I will place you in a small hotel where they will not ask too many questions, then we will visit the Italian Ship line. They will wire your mother who is still in Genoa, and who has enough dollars to pay for those tickets to Pireus"

My mother who left a week before me, also visited the Levys and they contacted through some channels my Father, who send her the money. I needed $60 to save two lives. $60 were there. My Mother paid it into the Line and they gave me a receipt for it. With that in hand we should be able to get into Italy, contact the French consulate and volunteer for the Army.

On the train again. This time, near Christmas, the train was full of Italians who were returning home for the Holidays.

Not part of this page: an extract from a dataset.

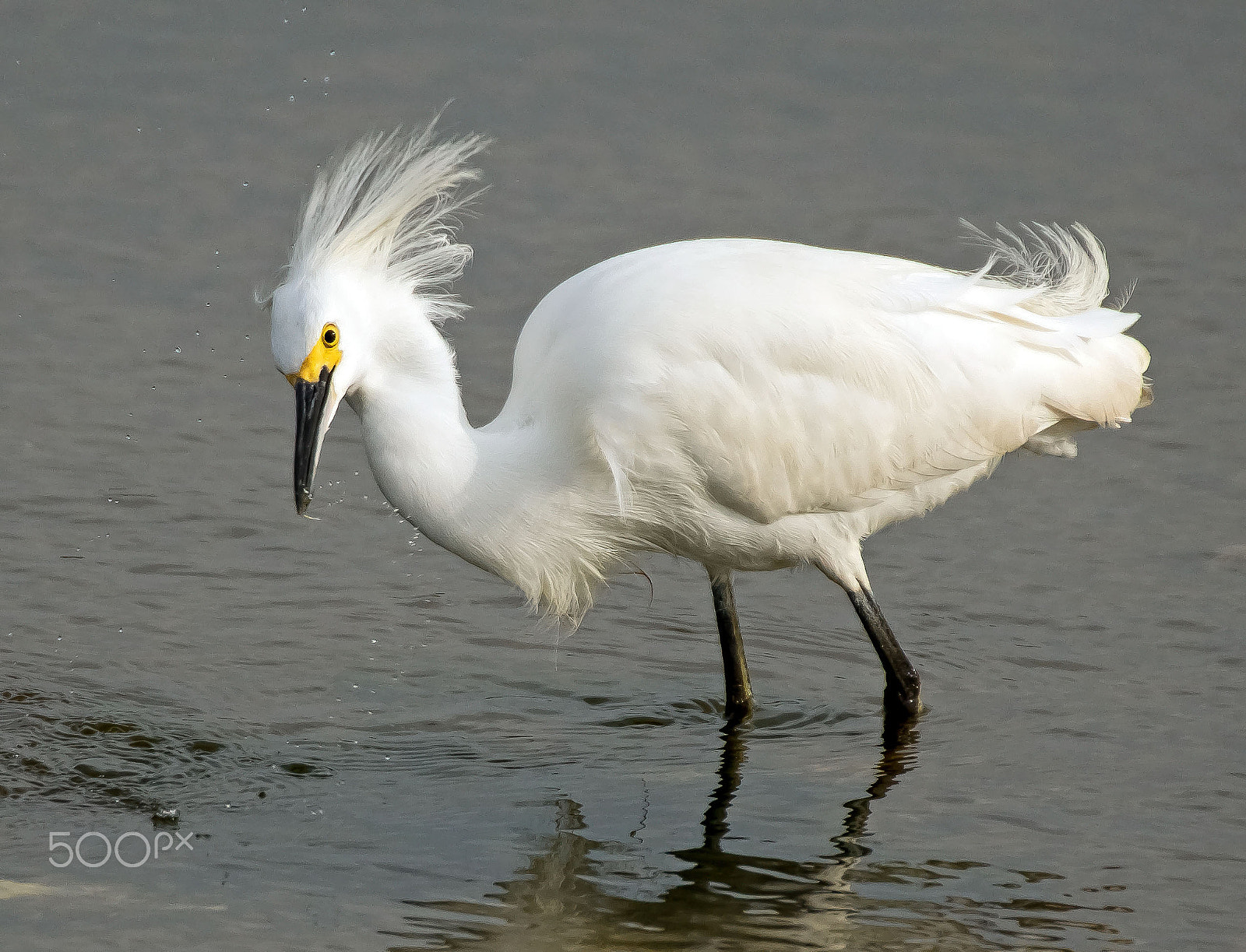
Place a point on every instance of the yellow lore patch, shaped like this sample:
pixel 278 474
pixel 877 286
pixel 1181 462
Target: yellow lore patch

Finally the border. Again a German comes in "Your papers,please". We were told by Mr. Levy not to tell the Italians that we are Jewish. Wladek’s name was Goldman. The German turns to him " are you Jewish" he says no. Raus,(get out) shouts the German.

He takes us off the train and leads us to a small station office. Now the interrogation. Where are you going, why, why did you say you are not Jewish, we seem to be in hot water.

In the dark, in one corner sits a man in a rain coat, his hat down on his eyes, a regular James Bond. He turns to us: " Do you have tickets to go to Pireus" Of course, I say,proudly brandishing the precious receipt for $60, " well, he laughs, let them go, the Italians are not going to let them in, they’ll be back here tomorrow".

The train already starts rolling as we run for it. In few minutes we are out of the German hands. I say to Wladek,listen if anything happens and they make trouble we jump the train.

Well nothing happened, we arrive at Trieste still alive, sent a wire to my Dad and a week later we are again on the train to France.